Mike and Sheilah Reskovac


Mike and Sheilah Reskovac are a young farming couple just starting their second year of marriage and farming together, near Uniontown, Pa. He's a first-gen farmer who met his fourth-gen farmer-bride online, and married in November 2012.

Mike grew up next to and working on his neighbor's Fayette County dairy farm through high school and college. After graduating from Penn State University in 2002 with a B.S. in Ag Systems Management, he worked as a manager at Tractor Supply stores for three years.

In 2005, he began farming his neighbor's land. Today, he and Sheilah farm 900 acres of corn and soybeans, plus do custom planting and harvesting.

Mike is president of the Pennsylvania Corn Growers Association.

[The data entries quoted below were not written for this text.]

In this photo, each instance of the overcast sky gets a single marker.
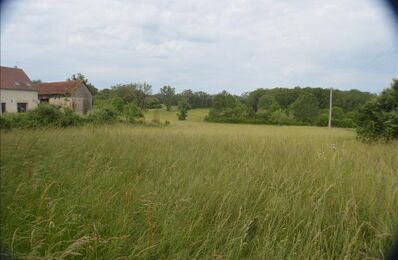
(236, 45)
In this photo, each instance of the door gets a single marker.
(21, 107)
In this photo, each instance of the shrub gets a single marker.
(69, 118)
(306, 108)
(118, 104)
(280, 117)
(183, 109)
(44, 115)
(102, 116)
(378, 118)
(132, 113)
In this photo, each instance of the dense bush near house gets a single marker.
(102, 116)
(43, 115)
(132, 113)
(378, 118)
(182, 109)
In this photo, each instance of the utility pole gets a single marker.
(330, 108)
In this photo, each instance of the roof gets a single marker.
(52, 88)
(14, 78)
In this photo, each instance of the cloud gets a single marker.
(204, 45)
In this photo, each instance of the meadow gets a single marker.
(196, 190)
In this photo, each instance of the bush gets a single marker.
(378, 118)
(183, 109)
(280, 117)
(69, 118)
(43, 115)
(118, 104)
(102, 116)
(306, 109)
(132, 113)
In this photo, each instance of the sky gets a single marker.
(207, 45)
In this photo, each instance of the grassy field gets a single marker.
(196, 190)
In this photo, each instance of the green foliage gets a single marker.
(182, 109)
(102, 116)
(196, 191)
(378, 119)
(118, 104)
(268, 104)
(280, 117)
(152, 102)
(167, 94)
(306, 108)
(132, 113)
(91, 87)
(43, 115)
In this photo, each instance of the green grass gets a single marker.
(196, 190)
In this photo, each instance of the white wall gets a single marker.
(12, 97)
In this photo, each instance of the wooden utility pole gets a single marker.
(330, 108)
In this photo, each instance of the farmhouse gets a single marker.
(72, 94)
(16, 92)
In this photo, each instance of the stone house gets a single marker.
(16, 92)
(73, 94)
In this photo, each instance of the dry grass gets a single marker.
(196, 190)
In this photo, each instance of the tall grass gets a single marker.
(197, 190)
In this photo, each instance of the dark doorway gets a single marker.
(21, 107)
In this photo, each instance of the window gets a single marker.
(21, 107)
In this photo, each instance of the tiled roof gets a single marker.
(14, 78)
(52, 88)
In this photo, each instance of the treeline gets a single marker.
(284, 106)
(141, 95)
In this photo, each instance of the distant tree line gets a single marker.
(374, 116)
(284, 106)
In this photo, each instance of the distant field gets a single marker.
(196, 190)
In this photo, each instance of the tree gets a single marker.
(378, 118)
(132, 113)
(268, 103)
(128, 92)
(118, 103)
(183, 107)
(279, 117)
(167, 93)
(91, 87)
(36, 81)
(187, 94)
(306, 108)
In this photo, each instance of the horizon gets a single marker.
(237, 47)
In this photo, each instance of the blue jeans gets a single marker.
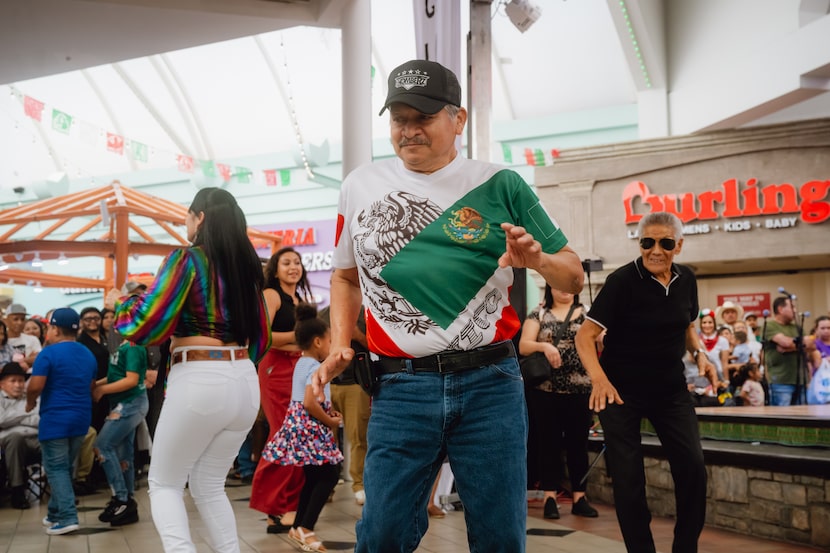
(116, 442)
(478, 419)
(782, 395)
(58, 457)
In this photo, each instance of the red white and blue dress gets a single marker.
(303, 440)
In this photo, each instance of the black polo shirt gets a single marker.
(646, 324)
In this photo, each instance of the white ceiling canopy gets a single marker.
(145, 81)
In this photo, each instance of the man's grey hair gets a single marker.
(663, 218)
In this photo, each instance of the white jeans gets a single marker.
(209, 408)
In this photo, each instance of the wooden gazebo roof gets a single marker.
(110, 222)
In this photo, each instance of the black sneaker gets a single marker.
(583, 509)
(125, 513)
(19, 500)
(551, 509)
(109, 510)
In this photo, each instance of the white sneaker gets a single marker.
(59, 529)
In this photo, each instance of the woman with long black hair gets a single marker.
(557, 408)
(276, 488)
(208, 297)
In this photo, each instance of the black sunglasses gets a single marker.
(667, 244)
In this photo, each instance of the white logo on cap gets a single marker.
(410, 79)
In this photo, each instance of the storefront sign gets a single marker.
(734, 200)
(751, 302)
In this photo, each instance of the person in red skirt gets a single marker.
(276, 488)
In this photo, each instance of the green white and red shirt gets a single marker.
(426, 248)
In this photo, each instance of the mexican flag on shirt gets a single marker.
(464, 244)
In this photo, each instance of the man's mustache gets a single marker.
(417, 141)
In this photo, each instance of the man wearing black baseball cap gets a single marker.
(448, 381)
(62, 376)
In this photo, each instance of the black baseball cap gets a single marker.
(424, 85)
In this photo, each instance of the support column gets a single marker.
(357, 84)
(479, 81)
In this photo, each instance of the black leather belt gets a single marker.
(448, 361)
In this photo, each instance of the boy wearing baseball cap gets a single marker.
(62, 376)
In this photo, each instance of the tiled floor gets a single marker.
(21, 531)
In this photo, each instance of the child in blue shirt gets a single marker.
(63, 375)
(307, 436)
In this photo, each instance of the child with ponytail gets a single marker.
(307, 436)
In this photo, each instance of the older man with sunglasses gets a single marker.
(648, 308)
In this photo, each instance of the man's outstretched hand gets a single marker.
(334, 364)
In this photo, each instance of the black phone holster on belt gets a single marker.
(364, 372)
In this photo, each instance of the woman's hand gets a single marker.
(111, 297)
(603, 393)
(335, 419)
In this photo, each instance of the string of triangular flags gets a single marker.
(88, 133)
(536, 157)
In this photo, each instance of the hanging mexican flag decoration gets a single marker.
(185, 163)
(33, 108)
(242, 174)
(115, 143)
(61, 121)
(270, 177)
(224, 171)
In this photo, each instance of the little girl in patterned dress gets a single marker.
(306, 438)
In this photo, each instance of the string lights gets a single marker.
(293, 111)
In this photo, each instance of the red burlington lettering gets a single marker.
(773, 199)
(750, 195)
(813, 211)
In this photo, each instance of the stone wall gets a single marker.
(775, 505)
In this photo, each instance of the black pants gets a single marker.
(319, 481)
(676, 424)
(557, 422)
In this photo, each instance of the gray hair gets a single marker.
(662, 218)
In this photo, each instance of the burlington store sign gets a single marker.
(727, 208)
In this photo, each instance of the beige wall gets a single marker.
(583, 190)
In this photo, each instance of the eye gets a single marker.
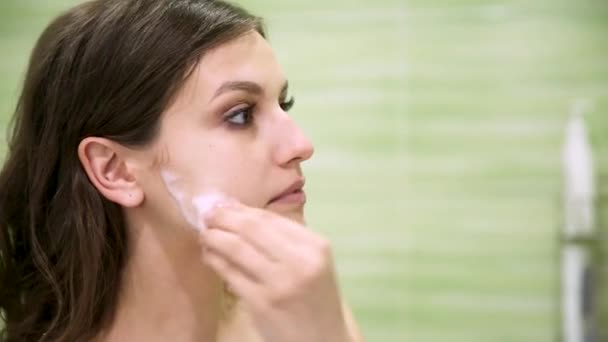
(287, 105)
(240, 117)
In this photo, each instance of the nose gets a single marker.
(292, 145)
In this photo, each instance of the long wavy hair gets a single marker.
(106, 68)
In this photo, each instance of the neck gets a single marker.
(167, 293)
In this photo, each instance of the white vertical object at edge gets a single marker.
(579, 177)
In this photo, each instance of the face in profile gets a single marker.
(228, 130)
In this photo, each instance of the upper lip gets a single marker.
(294, 187)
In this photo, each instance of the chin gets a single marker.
(294, 215)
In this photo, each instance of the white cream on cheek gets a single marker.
(193, 205)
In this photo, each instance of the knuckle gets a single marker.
(282, 293)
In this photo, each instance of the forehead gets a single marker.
(247, 58)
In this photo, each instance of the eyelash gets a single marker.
(248, 112)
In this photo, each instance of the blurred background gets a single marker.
(438, 176)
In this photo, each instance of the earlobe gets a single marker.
(104, 163)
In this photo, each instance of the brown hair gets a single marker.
(105, 68)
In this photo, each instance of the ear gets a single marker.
(104, 163)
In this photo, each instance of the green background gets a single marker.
(438, 128)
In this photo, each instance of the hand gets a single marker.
(281, 271)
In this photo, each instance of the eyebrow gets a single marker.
(246, 86)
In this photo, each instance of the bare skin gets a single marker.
(228, 130)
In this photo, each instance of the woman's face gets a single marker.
(228, 130)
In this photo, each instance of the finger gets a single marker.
(239, 253)
(271, 234)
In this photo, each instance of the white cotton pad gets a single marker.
(194, 206)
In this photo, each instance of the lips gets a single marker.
(294, 194)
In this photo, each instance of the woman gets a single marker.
(93, 245)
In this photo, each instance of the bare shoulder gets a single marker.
(240, 328)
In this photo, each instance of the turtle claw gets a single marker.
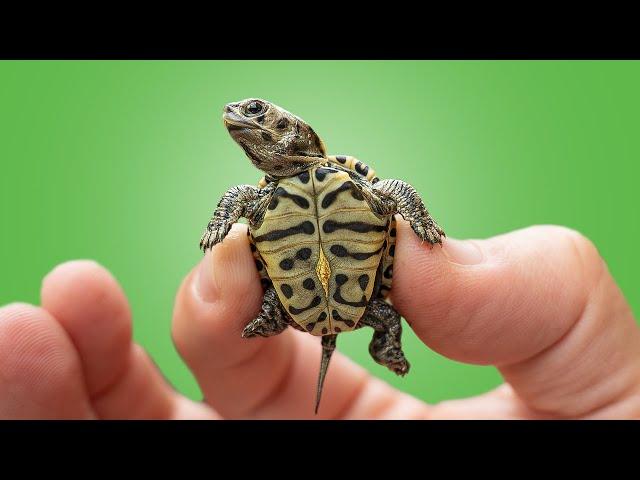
(429, 231)
(399, 365)
(212, 236)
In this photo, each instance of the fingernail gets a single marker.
(463, 252)
(206, 284)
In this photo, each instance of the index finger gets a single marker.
(539, 303)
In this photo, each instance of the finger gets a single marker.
(90, 305)
(92, 308)
(265, 378)
(40, 372)
(539, 303)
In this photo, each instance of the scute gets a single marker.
(321, 213)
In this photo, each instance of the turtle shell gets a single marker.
(323, 248)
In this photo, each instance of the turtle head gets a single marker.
(277, 142)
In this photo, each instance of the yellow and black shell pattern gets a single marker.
(323, 248)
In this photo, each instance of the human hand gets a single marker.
(538, 303)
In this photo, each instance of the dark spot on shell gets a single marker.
(361, 168)
(357, 194)
(321, 173)
(303, 254)
(286, 264)
(286, 289)
(341, 279)
(338, 251)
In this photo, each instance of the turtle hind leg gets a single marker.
(271, 320)
(386, 345)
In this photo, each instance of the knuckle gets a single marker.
(31, 348)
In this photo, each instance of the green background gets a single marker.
(123, 162)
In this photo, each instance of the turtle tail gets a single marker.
(328, 346)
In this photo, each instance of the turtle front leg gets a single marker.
(240, 201)
(386, 346)
(396, 196)
(271, 320)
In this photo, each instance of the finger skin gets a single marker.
(121, 379)
(90, 305)
(40, 371)
(255, 378)
(538, 303)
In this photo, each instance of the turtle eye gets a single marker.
(254, 108)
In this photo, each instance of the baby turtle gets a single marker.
(322, 231)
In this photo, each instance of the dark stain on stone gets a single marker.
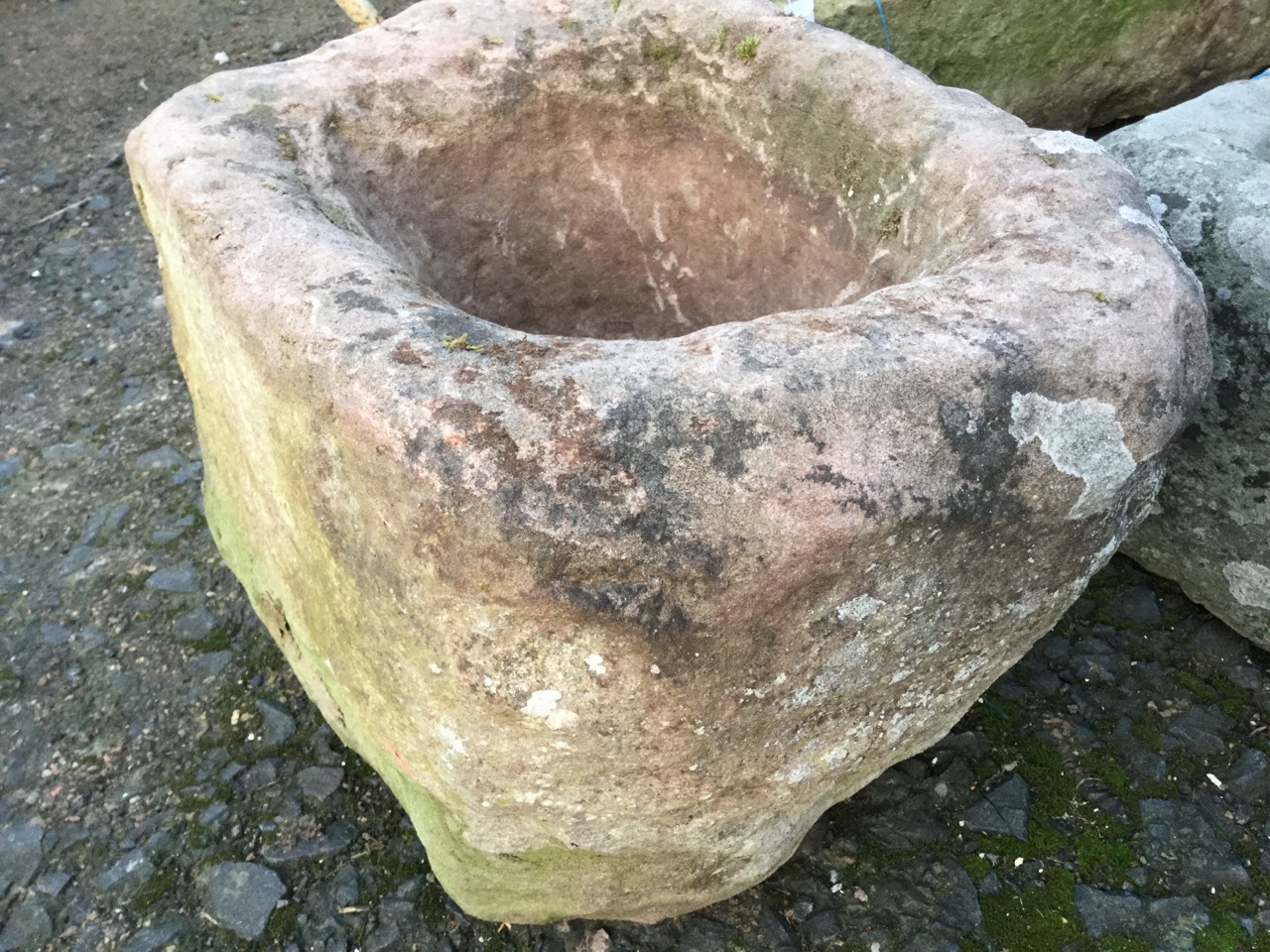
(350, 299)
(416, 445)
(259, 119)
(1257, 480)
(643, 604)
(985, 452)
(853, 494)
(806, 431)
(480, 429)
(345, 278)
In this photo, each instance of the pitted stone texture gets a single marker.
(1206, 167)
(815, 395)
(1075, 64)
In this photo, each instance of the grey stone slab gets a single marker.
(277, 724)
(182, 578)
(28, 927)
(1203, 729)
(318, 783)
(21, 853)
(334, 839)
(166, 457)
(1006, 809)
(1109, 912)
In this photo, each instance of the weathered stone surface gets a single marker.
(617, 619)
(1206, 167)
(241, 896)
(1074, 64)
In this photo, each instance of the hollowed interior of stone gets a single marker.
(587, 218)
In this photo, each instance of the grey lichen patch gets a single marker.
(1082, 438)
(1250, 583)
(858, 608)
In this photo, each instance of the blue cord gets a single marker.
(885, 31)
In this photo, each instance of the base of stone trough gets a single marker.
(639, 428)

He also serves on the local Penn State Extension Board and is a Farm Service Agency county committee member.

Sheilah grew up on her family's Indiana County dairy farm. She graduated from DuBois Business College in 2008 with an associate's degree in Specialized Business and Medical Assistance, then worked for DuBois Regional Medical Center for four years. She also volunteered as a firefighter and EMT for the local fire company.

Since moving to Fayette County, Sheilah has been chief bookkeeper and farm assistant, along with taking classes at Penn State Fayette for Nursing. She enjoys “taking care of” groundhog problems, raking hay and mowing cornstalks.

While she enjoys cooking and baking, Mike enjoys eating the goods. Both enjoy hunting, attending concerts and county fairs, and spending time with family.